Mesures de Co-existence

Concernant les distances de séparation, un projet de décret de Décembre 2008 prévoit une distance de séparation de 50 mètres entre des cultures OGM et non OGM. Cette distance devrait doubler la distance actuelle . Le décret prévoit également les précautions techniques matériels à prendre dans le but d’éviter les contaminations de culture non OGM. Ce projet n’est encore finalisé. Il devrait l’être en 2009 sur avis du Haut Conseil des Biotechnologies.

Janvier 2009, un troisième décret sur l’application de la loi GM a été publié concernant l’étiquetage des OGM a des fins d’utilisation en espace confiné par les tiers.
Quand les OGM sont utilisés par les tiers uniquement (R&D ou éducation), dans un lieu listé par la protection de l’environnement et pour une utilisation confinée ils devront être étiquetés avec les éléments suivants :

  • Nom de l’OGM
  • Nom et adresse complète de l’agriculteur listé en charge du dispositif du tiers.
  • Une mention spécifique : contient des OGM

    Etiquetage SANS -OGM

    L’article 2 de la loi de mai 2008 prévoit que “en attendant la définition finale au niveau Européen » le seuil des produits sans-OGM sera fixé sur conseil du Haut Conseil des Biotechnologies, espèces par espèces. Le décret doit prévoir un  étiquetage « sans OGM » possible pour la production et la commercialisation des produits sans OGM.

    2 différentes possibilités sont étudiées :

    • avoir une approche binaire pour les cultures : étiqueter “OGM” les produits contenant plus de 0.9% d’OGM et « sans OGM » ceux sous ce seuil. L’organisation de la protection de l’environnement est opposée à cet étiquetage qui ne reconnaît pas les produits sans aucune trace d’organisme génétiquement modifié.
    • Avoir un étiquetage « sans OGM » pour les produits n’ayant aucune trace d’OGM et « OGM » pour les produits avec plus de 0.9%.

    Le Haut Conseil des Biotechnologies doit formuler son opinion pour permettre l’application du texte de loi sur les OGM concernant  l’étiquetage “sans OGM” 

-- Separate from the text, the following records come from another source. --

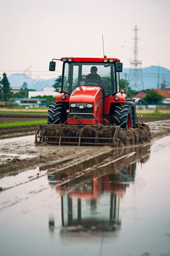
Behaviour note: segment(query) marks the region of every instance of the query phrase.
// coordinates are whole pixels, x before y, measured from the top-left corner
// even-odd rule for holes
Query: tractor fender
[[[118,97],[118,99],[115,99],[116,97]],[[126,98],[126,95],[124,93],[121,93],[120,92],[118,92],[114,95],[109,96],[105,98],[104,114],[108,114],[110,113],[110,105],[112,103],[124,103]]]

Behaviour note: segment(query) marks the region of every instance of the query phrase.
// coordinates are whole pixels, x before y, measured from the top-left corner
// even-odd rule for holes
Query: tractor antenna
[[[104,51],[104,35],[102,34],[102,49]]]

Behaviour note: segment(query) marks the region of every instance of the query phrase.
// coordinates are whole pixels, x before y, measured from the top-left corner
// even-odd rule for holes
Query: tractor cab
[[[100,86],[104,97],[120,91],[119,72],[122,64],[118,59],[106,58],[62,58],[64,62],[62,91],[71,95],[77,87],[83,85]],[[50,70],[54,70],[51,62]],[[93,69],[94,69],[94,70]]]
[[[75,61],[74,58],[68,59],[72,61],[64,62],[62,92],[70,95],[76,88],[84,85],[102,87],[104,97],[120,91],[119,72],[116,71],[116,64],[120,63],[104,62],[108,61],[106,58],[95,62],[87,61],[84,58],[76,59]]]

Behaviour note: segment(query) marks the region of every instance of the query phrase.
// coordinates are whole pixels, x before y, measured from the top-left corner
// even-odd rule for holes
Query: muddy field
[[[0,123],[4,122],[12,122],[15,121],[32,121],[35,120],[46,120],[46,114],[25,114],[25,113],[0,113]],[[140,117],[140,121],[141,121]],[[144,116],[144,120],[145,122],[155,121],[162,121],[170,120],[170,116]],[[0,139],[10,138],[14,136],[20,136],[36,134],[39,125],[32,125],[17,127],[0,127]],[[162,131],[166,134],[166,131]]]
[[[164,117],[164,120],[162,117]],[[29,118],[36,118],[37,116]],[[38,116],[38,118],[42,118],[42,116],[40,117]],[[157,121],[152,121],[152,120],[155,120],[155,118],[144,119],[146,122],[148,121],[147,123],[150,128],[152,141],[170,135],[169,116],[157,118]],[[56,163],[64,163],[66,168],[67,166],[69,167],[71,160],[74,165],[76,165],[112,150],[112,148],[109,146],[37,146],[34,144],[34,136],[7,139],[14,136],[34,135],[38,126],[8,127],[0,130],[1,138],[6,138],[0,141],[0,178],[6,175],[16,175],[23,171],[33,169],[38,166],[43,167]]]

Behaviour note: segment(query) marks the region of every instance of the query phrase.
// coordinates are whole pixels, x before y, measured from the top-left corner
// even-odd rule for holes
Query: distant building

    Responsabilités et réparation des pertes économiques

    Un exploitant agricole OGM doit accepter ses responsabilités pour toutes les pertes de revenu résultantes d’une contamination d’une moisson d’un agriculteur non OGM. Par exemple, tout agriculteur planifiant de faire pousser des cultures OGM doit contracter un garantie financière au prélable, une assurance de responsabilité ou un fond de compensation. Cependant, à ce jour en France, les compagnies d’assurance ne propose pas de contrat pour couvrir de tels risques.